Temos ainda no horizonte do pensamento grego a ética desenvolvida
pelo pensamento grego helenista, desenvolvido em pleno declínio sócio político
grego, que faz com que a reflexão ética deixe de ter seu referencial em alguma
realidade exterior divina, ideal, e passa a ter a referência ética em uma
esfera pessoal e existencial. A busca não é do mundo ideal ou cósmico, agora a
referência ética é a felicidade que se alinha e depende da ataraxia (paz de
espírito) para existir. Seja no cinismo, ceticismo, epicurismo ou estoicismo
(escolas mais conhecidas e difundidas) a prática filosófica é a de conquistar a
ataraxia para experimentar a felicidade. E, nestes termos, a moral se ajusta a
uma concepção ética de não permitir que realidades filosóficas e sócio estruturais
condicionem o próprio ser, e sim, fazer o próprio ser se adequar moralmente há
uma ética que tenha como adequação moral a ataraxia no próprio ser para o
alcance da felicidade que agora está posta na esfera pessoal, no alinhamento da
conjuntura moral há uma ética determinadora da existência pessoal.
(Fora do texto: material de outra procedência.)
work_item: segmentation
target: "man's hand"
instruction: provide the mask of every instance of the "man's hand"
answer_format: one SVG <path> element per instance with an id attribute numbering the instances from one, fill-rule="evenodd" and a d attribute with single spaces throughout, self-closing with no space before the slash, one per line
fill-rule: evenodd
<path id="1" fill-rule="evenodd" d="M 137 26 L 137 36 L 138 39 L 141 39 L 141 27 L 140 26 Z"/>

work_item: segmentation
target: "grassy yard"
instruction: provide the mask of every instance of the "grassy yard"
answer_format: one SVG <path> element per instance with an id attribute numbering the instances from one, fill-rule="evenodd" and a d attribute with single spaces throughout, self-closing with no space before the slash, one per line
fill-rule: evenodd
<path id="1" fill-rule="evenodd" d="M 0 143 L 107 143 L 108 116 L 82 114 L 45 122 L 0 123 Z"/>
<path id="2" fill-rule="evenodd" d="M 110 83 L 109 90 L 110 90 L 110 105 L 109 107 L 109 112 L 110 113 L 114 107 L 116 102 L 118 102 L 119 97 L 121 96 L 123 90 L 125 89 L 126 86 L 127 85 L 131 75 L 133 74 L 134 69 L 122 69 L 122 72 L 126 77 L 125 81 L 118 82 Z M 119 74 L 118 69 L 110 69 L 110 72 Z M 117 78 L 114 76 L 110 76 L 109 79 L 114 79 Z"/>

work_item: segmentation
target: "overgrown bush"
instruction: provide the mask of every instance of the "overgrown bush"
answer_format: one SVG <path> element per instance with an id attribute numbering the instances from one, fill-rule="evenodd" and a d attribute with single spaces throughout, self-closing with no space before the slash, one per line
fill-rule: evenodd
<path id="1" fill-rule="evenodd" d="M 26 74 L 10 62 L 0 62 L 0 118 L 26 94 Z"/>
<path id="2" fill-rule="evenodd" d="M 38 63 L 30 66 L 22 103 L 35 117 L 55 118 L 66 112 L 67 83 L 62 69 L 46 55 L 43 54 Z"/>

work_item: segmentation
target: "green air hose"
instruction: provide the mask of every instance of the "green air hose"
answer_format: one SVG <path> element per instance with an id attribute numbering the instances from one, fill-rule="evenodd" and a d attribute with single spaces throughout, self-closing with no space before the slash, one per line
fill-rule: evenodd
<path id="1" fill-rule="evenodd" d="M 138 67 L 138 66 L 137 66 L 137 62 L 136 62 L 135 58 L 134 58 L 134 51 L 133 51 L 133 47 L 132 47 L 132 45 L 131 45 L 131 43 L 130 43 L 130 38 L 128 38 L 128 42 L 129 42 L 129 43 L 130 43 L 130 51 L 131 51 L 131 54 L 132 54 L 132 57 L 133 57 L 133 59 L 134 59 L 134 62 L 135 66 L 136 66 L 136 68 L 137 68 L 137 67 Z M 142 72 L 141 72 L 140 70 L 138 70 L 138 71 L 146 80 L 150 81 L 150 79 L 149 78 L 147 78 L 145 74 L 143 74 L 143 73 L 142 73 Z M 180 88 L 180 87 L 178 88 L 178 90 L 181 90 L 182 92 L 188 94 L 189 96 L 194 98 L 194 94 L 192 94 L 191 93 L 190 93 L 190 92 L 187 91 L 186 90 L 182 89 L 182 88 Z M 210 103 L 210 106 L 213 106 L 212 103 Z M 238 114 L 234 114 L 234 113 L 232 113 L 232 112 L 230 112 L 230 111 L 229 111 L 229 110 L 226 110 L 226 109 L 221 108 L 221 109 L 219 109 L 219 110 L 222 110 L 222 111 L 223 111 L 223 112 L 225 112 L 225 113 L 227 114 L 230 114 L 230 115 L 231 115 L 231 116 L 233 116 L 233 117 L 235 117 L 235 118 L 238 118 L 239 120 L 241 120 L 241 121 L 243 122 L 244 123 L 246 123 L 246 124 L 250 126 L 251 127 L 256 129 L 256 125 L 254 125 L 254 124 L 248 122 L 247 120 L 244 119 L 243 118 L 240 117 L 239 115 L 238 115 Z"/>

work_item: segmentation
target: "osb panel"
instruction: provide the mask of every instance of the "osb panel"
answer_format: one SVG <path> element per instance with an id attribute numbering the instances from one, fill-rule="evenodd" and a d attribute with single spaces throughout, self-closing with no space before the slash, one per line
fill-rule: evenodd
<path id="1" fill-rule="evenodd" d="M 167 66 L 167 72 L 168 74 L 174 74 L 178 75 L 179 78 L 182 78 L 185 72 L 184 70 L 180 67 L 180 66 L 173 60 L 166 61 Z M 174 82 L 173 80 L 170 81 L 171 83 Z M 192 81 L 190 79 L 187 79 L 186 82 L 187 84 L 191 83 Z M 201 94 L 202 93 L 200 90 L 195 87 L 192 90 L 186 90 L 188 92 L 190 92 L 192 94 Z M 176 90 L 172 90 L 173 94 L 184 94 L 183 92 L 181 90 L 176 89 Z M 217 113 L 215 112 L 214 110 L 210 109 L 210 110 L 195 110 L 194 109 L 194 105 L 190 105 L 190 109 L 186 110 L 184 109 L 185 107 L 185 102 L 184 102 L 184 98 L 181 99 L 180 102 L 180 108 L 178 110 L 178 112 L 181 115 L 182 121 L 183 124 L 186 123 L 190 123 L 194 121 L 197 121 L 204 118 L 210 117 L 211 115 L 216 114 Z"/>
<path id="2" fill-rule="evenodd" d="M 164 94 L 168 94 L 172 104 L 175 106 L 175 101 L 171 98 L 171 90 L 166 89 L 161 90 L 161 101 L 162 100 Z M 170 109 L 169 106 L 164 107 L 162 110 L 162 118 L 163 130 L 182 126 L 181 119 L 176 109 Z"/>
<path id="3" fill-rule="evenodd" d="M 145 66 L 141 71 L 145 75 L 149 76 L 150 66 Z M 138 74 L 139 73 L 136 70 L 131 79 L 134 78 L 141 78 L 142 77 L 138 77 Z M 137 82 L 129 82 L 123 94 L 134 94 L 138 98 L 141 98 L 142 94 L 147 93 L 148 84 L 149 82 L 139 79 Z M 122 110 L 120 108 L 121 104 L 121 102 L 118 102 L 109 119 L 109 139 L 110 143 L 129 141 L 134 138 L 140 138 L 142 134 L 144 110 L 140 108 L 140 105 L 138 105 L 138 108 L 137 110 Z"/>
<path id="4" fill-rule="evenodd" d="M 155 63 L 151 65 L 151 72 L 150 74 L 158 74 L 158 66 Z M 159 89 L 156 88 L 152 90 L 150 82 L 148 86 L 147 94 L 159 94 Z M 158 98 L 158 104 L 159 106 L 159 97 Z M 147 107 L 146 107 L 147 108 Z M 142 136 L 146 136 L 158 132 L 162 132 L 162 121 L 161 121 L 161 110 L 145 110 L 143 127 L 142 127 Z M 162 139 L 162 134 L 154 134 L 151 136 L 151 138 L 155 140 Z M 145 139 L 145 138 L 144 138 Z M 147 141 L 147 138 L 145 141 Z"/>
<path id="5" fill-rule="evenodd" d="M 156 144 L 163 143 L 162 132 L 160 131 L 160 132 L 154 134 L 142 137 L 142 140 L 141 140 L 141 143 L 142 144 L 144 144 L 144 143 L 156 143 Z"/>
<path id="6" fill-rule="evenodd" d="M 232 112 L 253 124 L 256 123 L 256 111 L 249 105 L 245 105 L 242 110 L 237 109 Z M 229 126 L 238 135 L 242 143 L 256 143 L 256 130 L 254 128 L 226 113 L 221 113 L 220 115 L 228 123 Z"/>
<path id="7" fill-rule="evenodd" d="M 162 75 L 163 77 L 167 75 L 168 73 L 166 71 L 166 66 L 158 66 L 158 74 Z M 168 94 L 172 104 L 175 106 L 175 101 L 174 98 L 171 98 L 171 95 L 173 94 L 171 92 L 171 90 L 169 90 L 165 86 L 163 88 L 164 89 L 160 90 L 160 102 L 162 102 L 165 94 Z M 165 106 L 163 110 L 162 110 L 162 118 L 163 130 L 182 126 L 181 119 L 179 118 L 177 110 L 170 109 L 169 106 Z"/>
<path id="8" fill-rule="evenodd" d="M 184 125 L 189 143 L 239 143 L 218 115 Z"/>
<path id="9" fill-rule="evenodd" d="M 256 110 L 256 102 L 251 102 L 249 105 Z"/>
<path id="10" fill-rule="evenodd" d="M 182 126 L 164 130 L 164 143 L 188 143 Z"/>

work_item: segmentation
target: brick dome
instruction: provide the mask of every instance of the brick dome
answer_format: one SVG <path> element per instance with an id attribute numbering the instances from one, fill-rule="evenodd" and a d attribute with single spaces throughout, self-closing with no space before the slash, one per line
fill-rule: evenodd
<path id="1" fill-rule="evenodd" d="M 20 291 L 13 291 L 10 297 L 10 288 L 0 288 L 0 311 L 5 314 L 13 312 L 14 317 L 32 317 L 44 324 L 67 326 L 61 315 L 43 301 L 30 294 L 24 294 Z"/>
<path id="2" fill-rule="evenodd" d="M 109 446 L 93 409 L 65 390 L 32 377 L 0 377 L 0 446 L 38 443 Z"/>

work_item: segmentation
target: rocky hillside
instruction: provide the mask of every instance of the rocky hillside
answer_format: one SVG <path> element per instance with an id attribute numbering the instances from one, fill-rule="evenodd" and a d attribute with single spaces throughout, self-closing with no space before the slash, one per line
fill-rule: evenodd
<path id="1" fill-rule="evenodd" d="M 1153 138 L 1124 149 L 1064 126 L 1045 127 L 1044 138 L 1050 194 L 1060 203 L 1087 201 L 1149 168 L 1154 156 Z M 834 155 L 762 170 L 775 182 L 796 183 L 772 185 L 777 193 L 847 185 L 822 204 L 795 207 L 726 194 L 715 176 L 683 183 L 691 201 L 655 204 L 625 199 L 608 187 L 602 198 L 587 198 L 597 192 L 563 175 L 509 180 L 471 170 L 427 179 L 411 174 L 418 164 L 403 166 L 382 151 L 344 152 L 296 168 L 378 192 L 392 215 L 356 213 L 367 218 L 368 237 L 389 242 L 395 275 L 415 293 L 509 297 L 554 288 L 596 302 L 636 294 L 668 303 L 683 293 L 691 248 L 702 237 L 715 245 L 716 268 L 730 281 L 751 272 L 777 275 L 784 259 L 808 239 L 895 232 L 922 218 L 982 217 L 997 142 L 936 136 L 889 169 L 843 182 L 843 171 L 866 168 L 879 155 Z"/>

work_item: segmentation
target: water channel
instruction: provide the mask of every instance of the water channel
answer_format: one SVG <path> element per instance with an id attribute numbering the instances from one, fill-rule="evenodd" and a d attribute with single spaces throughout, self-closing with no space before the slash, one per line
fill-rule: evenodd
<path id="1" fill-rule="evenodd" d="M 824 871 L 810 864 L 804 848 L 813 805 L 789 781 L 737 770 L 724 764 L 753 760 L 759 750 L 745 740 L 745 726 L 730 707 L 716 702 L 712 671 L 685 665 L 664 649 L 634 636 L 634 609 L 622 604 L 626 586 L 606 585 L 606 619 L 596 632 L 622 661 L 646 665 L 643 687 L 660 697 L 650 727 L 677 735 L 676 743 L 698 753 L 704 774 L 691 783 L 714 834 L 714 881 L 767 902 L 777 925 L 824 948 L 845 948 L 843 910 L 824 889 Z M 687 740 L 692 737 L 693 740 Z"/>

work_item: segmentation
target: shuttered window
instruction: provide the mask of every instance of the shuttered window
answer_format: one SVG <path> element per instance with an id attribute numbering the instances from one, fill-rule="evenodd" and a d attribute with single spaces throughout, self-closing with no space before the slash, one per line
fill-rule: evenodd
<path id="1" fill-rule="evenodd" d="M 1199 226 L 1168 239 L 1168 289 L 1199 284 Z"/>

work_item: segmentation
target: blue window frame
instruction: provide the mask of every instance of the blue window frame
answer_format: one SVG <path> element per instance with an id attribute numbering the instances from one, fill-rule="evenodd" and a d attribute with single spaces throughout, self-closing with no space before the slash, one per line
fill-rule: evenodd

E, por fim[1], temos a ética cristã, e
nela a referência central é Deus, o viver moral e ético deve ser alinhado a
vontade de Deus, pois a vida boa, o bom viver e existir pleno é uma decorrência
de uma existência que se alinha a aquele que criou o ser e tem para ele o
caminho da felicidade. A conduta moral então é uma prática existencial como criatura
de Deus que tem um propósito para cada filho seu, e assim, o êxito existencial
está nesse alinhamento da criatura ao criador, o alinhamento dessa conduta moral
há uma conduta ética determinadora do existir como criatura de Deus e filho de
Deus.
Assim, concluímos que a
moral é a ação que o indivíduo tem na esfera intima e pessoal, ou seja, são as determinações
das determinações do seu ser e do seu agir. E que essas determinações morais
têm por referência as determinações éticas, que são norteadoras do agir e
existir na esfera moral e na esfera relacional, ou seja ética.
[1] Não que
o tema se esgota aqui, e sim por pretensão textual do assunto, ética é tema
histórico e humano, enquanto convivermos falaremos e produziremos ética, para
uma busca constante de adequação da convivência.